>>>Why Vienna has always been cool
Photo: Hadock_ via VisualHunt.com / CC BY-NC-SA

Why Vienna has always been cool

In Vienna you can be Empress Sissi and eat Sachertorte while you stroll around the palaces. Or you can be Christina Steinbrecher-Pfandt, artistic director of viennacontemporary.

ienna has never stopped being Bohemian. Not even when Mozart put music to the Hall of Mirrors in the Schönbrunn Palace, or when Freud triggered catharsis in rigid puritans with his theories on the human mind. Alternative trends have always found a niche in this city of elegance and impeccable forms. Proof of this is the Hundertwasserhaus, which, despite throwing down the gauntlet to political correctness from any of its (crooked) angles, is already part of the Austrian capital’s artistic heritage. The 3rd District sends out the clear message that there’s another Vienna beyond the boundaries of the Ringstrasse.

Precisely on this street, camouflaged between a series of monumental historic buildings, is the Secession Building, symbol of the the Modernist movement led by Gustav Klimt. Constructed between 1897 and 1898, it was promoted by the artists themselves, who abandoned the conservative Künstlerhaus to form a new artists’ union. Today it’s still an independent gallery run by artists, the only one of its kind in Austria. It’s a launch pad for young experimental artists, one of the essential places in Vienna according to Christina Steinbrecher-Pfandt, artistic director of the viennacontemporary international art festival, now gearing up for this year’s event in the autumn.
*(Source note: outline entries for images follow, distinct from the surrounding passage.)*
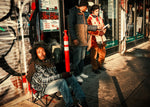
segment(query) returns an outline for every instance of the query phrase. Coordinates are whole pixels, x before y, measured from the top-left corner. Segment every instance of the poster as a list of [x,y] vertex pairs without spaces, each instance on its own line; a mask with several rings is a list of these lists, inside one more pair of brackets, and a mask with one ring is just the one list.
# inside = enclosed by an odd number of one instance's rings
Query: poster
[[142,28],[142,17],[137,17],[136,32],[141,32],[141,28]]
[[40,20],[42,31],[57,31],[59,30],[59,20]]
[[58,0],[39,0],[40,11],[58,11]]
[[43,32],[59,31],[59,0],[40,0],[40,28]]

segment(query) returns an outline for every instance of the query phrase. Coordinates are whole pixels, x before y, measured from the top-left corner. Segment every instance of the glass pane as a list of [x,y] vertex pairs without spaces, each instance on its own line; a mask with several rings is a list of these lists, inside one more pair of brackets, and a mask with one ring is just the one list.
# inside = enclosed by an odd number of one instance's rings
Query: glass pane
[[139,0],[137,1],[136,39],[143,37],[143,0]]
[[111,27],[106,31],[107,46],[110,48],[118,45],[118,37],[116,36],[116,0],[100,0],[100,16],[103,18],[105,25],[109,24]]
[[128,1],[127,5],[127,42],[135,40],[134,37],[134,2],[133,0]]

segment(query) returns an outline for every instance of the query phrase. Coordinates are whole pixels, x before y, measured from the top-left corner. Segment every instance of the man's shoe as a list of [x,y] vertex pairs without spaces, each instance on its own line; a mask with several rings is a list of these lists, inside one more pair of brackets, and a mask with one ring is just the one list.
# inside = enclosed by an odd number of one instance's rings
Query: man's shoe
[[77,76],[76,78],[77,78],[78,82],[80,82],[80,83],[83,82],[83,79],[80,76]]
[[88,78],[88,77],[89,77],[88,75],[86,75],[86,74],[84,74],[84,73],[82,73],[80,76],[81,76],[82,78]]
[[93,72],[94,72],[95,74],[100,74],[100,73],[101,73],[98,69],[96,69],[96,70],[93,69]]

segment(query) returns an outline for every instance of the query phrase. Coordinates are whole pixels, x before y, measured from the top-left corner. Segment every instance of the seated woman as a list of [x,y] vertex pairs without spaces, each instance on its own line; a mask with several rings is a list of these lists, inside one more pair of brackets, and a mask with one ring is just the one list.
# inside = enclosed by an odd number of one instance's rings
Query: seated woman
[[47,44],[38,42],[30,50],[32,59],[29,63],[27,79],[31,87],[40,91],[41,96],[51,91],[59,90],[64,98],[66,107],[74,107],[73,99],[68,88],[70,85],[73,89],[78,105],[88,107],[85,95],[77,82],[76,78],[70,72],[59,73],[56,70]]

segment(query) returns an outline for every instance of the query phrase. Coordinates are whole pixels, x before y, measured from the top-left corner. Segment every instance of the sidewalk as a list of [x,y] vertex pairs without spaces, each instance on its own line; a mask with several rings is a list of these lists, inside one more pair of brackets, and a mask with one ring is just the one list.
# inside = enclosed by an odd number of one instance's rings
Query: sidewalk
[[[81,85],[89,107],[149,107],[150,106],[150,41],[106,57],[106,71],[94,74],[91,65],[84,73],[89,75]],[[63,100],[54,100],[49,107],[63,107]],[[2,107],[38,107],[26,95]]]

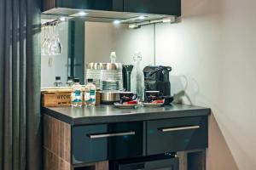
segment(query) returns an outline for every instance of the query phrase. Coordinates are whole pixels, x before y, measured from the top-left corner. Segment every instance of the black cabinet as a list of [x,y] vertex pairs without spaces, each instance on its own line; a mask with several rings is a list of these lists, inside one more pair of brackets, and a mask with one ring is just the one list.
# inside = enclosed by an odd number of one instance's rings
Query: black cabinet
[[147,155],[189,150],[207,146],[207,116],[147,122]]
[[[44,0],[43,6],[43,11],[65,8],[181,15],[181,0]],[[66,12],[68,14],[72,11]]]
[[180,0],[124,0],[124,11],[181,15]]
[[123,0],[56,0],[56,7],[107,11],[123,11]]
[[73,127],[73,163],[142,156],[143,143],[143,122]]

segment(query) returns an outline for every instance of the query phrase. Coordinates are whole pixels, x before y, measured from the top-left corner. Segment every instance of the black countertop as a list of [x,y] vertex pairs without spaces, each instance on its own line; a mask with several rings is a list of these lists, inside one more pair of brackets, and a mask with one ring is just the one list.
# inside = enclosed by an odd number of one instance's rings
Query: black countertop
[[42,107],[42,112],[73,126],[77,126],[208,116],[211,110],[199,106],[173,104],[165,107],[139,107],[137,109],[117,109],[113,105],[82,108]]

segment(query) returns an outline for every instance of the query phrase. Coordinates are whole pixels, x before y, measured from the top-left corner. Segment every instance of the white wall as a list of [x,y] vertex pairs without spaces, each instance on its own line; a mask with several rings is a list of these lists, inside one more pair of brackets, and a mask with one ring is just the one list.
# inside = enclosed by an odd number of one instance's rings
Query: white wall
[[[211,107],[207,170],[256,168],[256,1],[183,0],[182,22],[157,25],[157,65],[172,93]],[[185,103],[189,103],[184,99]]]
[[117,62],[133,64],[133,55],[140,51],[142,67],[154,64],[154,26],[129,29],[127,25],[85,22],[85,63],[109,62],[112,51],[117,54]]

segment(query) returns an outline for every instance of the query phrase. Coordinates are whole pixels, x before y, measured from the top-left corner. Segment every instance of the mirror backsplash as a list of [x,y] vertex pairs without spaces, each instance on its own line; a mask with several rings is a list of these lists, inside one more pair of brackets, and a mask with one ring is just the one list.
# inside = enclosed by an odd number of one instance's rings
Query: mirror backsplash
[[[133,65],[136,52],[142,54],[142,68],[154,65],[154,28],[152,25],[129,29],[127,25],[70,20],[55,28],[62,53],[42,55],[42,88],[53,87],[55,76],[61,76],[63,85],[69,76],[79,77],[84,83],[86,64],[108,63],[113,51],[116,52],[116,61],[123,65]],[[42,29],[42,41],[45,33],[49,32],[50,36],[51,28],[47,29]]]

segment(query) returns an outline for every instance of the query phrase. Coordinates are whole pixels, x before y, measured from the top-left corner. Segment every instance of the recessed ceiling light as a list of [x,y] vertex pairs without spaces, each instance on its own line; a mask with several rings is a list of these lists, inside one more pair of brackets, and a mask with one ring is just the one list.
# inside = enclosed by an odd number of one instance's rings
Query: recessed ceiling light
[[138,19],[139,20],[144,20],[146,17],[145,16],[139,16]]
[[134,28],[137,28],[137,27],[138,27],[138,26],[137,24],[130,24],[129,25],[129,28],[131,28],[131,29],[134,29]]
[[84,11],[81,11],[79,13],[79,15],[80,15],[80,16],[85,16],[86,14],[88,14]]
[[66,18],[65,18],[64,16],[61,16],[61,17],[60,18],[60,20],[64,22],[64,21],[66,20]]
[[121,23],[121,21],[120,20],[113,20],[113,24],[120,24]]

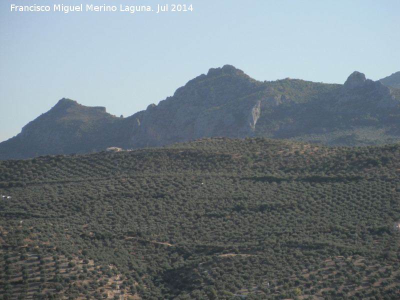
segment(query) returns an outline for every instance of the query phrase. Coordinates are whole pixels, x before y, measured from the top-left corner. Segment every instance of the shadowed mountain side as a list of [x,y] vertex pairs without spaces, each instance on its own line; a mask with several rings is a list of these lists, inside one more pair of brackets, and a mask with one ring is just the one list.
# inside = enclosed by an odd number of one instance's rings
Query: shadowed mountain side
[[0,159],[265,136],[355,146],[400,140],[400,90],[355,72],[344,84],[256,80],[229,65],[126,118],[63,98],[0,143]]

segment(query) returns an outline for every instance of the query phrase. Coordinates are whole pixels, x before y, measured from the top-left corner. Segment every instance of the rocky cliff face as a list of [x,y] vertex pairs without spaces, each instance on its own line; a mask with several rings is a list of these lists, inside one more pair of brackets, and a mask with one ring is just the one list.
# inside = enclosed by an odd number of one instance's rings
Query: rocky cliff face
[[0,159],[160,146],[210,136],[263,136],[356,145],[400,140],[400,90],[355,72],[344,84],[256,80],[211,68],[126,118],[63,98],[0,143]]

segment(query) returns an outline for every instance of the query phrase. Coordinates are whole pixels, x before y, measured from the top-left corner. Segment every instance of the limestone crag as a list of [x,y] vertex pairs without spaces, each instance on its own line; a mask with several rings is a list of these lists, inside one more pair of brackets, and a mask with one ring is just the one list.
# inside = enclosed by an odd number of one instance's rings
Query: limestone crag
[[[389,77],[395,84],[396,76]],[[0,143],[0,160],[111,146],[156,146],[212,136],[352,146],[396,142],[400,90],[385,82],[358,72],[343,84],[289,78],[262,82],[226,65],[210,69],[158,104],[126,118],[62,98],[16,136]]]

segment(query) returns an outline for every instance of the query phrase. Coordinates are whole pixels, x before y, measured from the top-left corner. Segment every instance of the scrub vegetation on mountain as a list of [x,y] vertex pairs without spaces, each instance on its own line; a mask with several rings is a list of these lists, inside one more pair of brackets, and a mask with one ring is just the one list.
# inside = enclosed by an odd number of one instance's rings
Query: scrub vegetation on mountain
[[398,299],[400,145],[262,138],[0,163],[0,299]]

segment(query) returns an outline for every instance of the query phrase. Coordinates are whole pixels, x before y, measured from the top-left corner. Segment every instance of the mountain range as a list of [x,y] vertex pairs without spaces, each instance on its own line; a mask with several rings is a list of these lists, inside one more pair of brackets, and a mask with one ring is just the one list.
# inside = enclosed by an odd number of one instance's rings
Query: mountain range
[[63,98],[0,143],[0,160],[159,146],[202,137],[264,136],[327,144],[400,141],[400,72],[343,84],[254,80],[233,66],[210,68],[146,110],[118,118]]

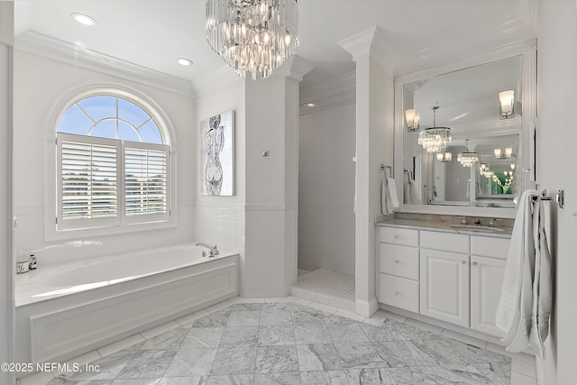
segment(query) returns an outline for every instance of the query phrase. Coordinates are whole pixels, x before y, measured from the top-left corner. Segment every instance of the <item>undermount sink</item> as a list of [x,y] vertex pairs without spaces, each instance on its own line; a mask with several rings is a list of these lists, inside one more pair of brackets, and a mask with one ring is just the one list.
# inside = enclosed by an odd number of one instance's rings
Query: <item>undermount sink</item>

For the third year running, the festival is to be held in Marx Halle, an old industrial style market now converted into an event venue.


The Secession Building
The Secession Building is topped by a golden dome, known as ‘the cabbage.’
Photo: Stefan Steinbauer/Unsplash

Leopoldstadt: under construction

Cutting-edge Viennese urban development is embodied by a tower that was designed by Dominique Perrault. The first skyscraper in Donau City is also its highest. Jean Nouvel also left his mark on this area, with the ultramodern Sofitel Stephansdom. Zaha Hadid, Hitoshi Abe and Peter Cook have also contributed to turning Leopoldstadt into the fashionable district you see today.

Christina Steinbrecher-Pfandt also recommends visiting the Museumsquartier, one of the biggest culture complexes in the world, with 60,000 square metres of museums, restaurants, cafés and shops. It’s famous for its lively atmosphere, especially from May to September, when both the events programme and the open-air bars are always packed. The Wamp Design Market is also due to take place there, with 150 Austrian designers displaying their handmade products, including bags, jewellery, accessories and even designer toys.



If you miss the date (it’s only on for three days: 24 June, 2 September and 7 October), don’t worry, you’ll be in the right district. Neubau, known as the 7th District, is one of the most fashionable neighbourhoods in town, where creative artists get together for brunch and with recommended Airbnb accommodation. Die Liebe restaurant, tucked away in the heart of a market (selling organic produce, of course) is one of the new businesses that has rejuvenated the district. You can eat the latest trends here.


Christina Steinbrecher-Pfandt
viennacontemporary is held from 21 to 24 September.
Photo: © A. Murashkin : viennacontemporary

And drink them too. In a city that has turned coffeehouse culture into an institution (UNESCO added it to its Intangible Cultural Heritage list in 2011) there simply had to be a trendy reinterpretation of this custom. ‘Secessionists’ of traditional local coffeehouse culture in Vienna have nothing to say against it. In fact, they love it so much that they look after it, down to the last detail. At Wiener Rösthaus they toast the beans to suit customers’ preferences, while at CaffèCouture they trust the capable hands of Georg Branny, a renowned barista famous for his coffee cocktails. Wolfgang Café, based inside designer-handbag store Qwstion, regularly changes its selection to surprise customers, and in Vollpension, ‘hipsters’ have joined forces with local grannies to sell their home-made cakes and pastries. They’re spearheading a revolution that makes you forget you’re in the former capital of the Austro-Hungarian Empire. As the Secession slogan says: “To every age its art, to every art its freedom.” But the cakes… just leave those to the grannies.